Americans have the right to legal cousel as specified by the Supreme Court case Gideon vs Wainwright. The only problem now is that this has become an unfunded mandate.
And this does not even take into account the fact that drones can be used against American citizens.
Next Monday, America will quietly mark one of the most profound anniversaries in its legal history. Exactly 50 years ago, on March 18, 1963, the United States Supreme Court unanimously announced in Gideon v. Wainwright that the Sixth Amendment guarantees to every criminal defendant in a felony trial the right to a lawyer. "Reason and reflection," Justice Hugo Black wrote, "require us to recognize that, in our adversary system of criminal justice, any person haled into court, who is too poor to hire a lawyer, cannot be assured a fair trial unless counsel is provided to him."
The Gideon decision, heralded in its own time, has profoundly changed America’s criminal justice system ever since.
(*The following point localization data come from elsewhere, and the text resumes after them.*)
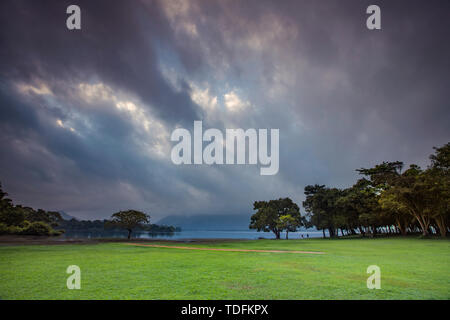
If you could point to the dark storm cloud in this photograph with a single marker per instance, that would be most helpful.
(116, 44)
(342, 96)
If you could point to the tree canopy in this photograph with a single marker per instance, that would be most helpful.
(276, 216)
(129, 220)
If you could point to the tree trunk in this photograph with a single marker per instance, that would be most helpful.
(440, 221)
(277, 234)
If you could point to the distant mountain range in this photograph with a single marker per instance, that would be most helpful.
(218, 222)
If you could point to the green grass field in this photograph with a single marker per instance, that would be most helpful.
(410, 269)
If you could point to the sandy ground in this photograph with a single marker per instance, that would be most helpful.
(223, 249)
(10, 240)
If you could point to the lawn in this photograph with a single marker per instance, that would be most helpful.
(410, 269)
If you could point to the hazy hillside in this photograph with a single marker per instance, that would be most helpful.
(208, 222)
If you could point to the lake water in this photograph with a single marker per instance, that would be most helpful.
(185, 235)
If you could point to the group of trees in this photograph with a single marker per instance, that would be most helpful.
(277, 216)
(386, 200)
(100, 226)
(16, 219)
(20, 220)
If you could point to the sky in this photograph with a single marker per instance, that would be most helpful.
(86, 115)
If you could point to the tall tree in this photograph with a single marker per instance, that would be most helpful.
(129, 220)
(268, 216)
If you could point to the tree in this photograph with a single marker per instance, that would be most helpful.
(289, 223)
(129, 220)
(269, 213)
(322, 209)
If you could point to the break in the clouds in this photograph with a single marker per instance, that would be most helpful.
(86, 115)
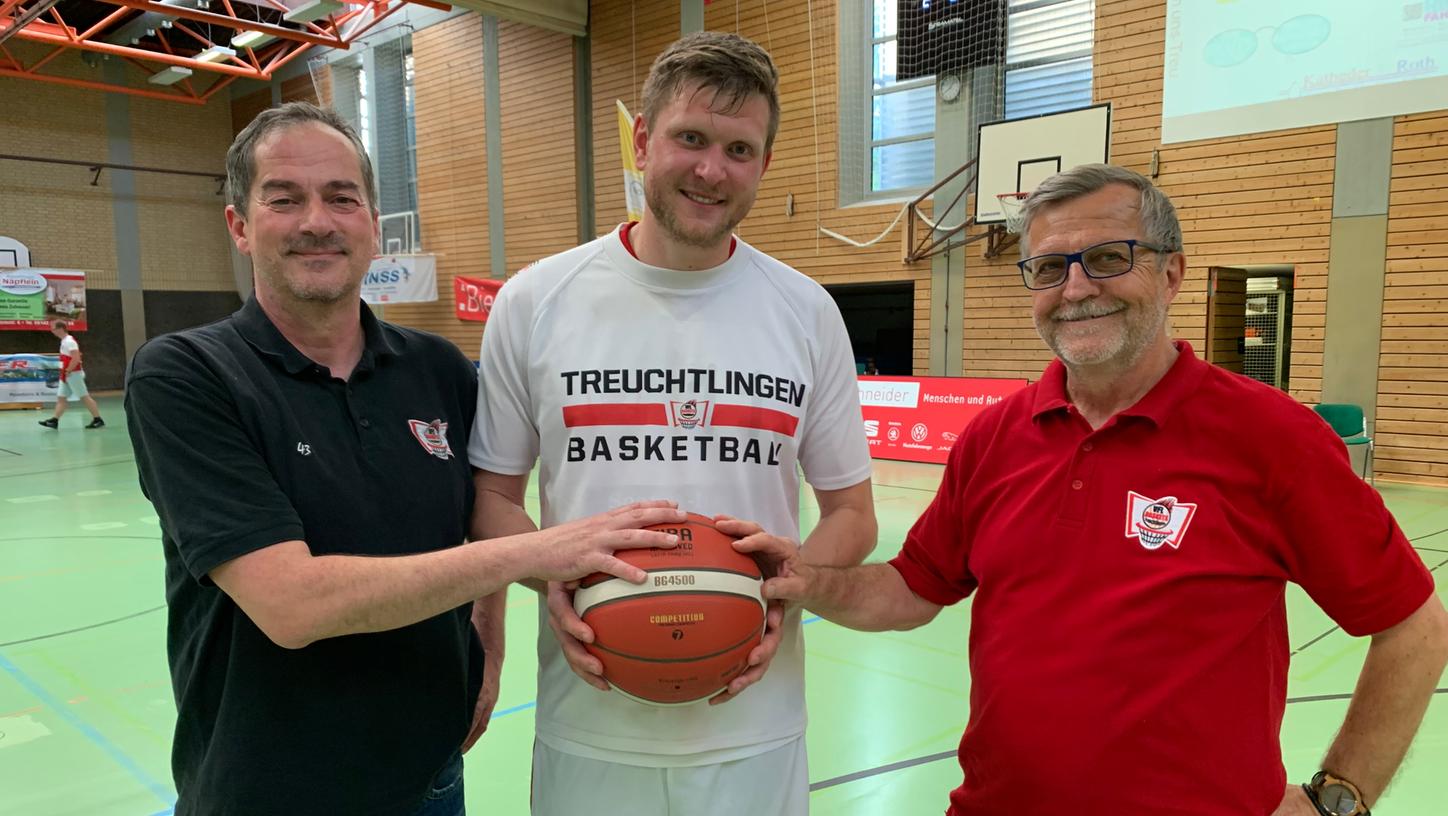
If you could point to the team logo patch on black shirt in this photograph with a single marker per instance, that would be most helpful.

In the past half century since the ruling, the constitutional right to counsel has ensured that millions of criminal suspects — the guilty, the innocent, and the somewhere-in-between — have been aided by earnest, capable lawyers.
Today, sadly, the Gideon ruling amounts to another unfunded mandate — the right to a lawyer for those who need one most is a constitutional aspiration as much as anything else. And the reasons are no mystery. Over the intervening half-century, Congress and state lawmakers consistently have refused to fund public defenders’ offices adequately.
So today, the justices won’t secure the basic fair trial rights they themselves recognized in Gideon. And today, elected officials see no political value in spending the money it would take to ensure that every American has an opportunity for equal justice.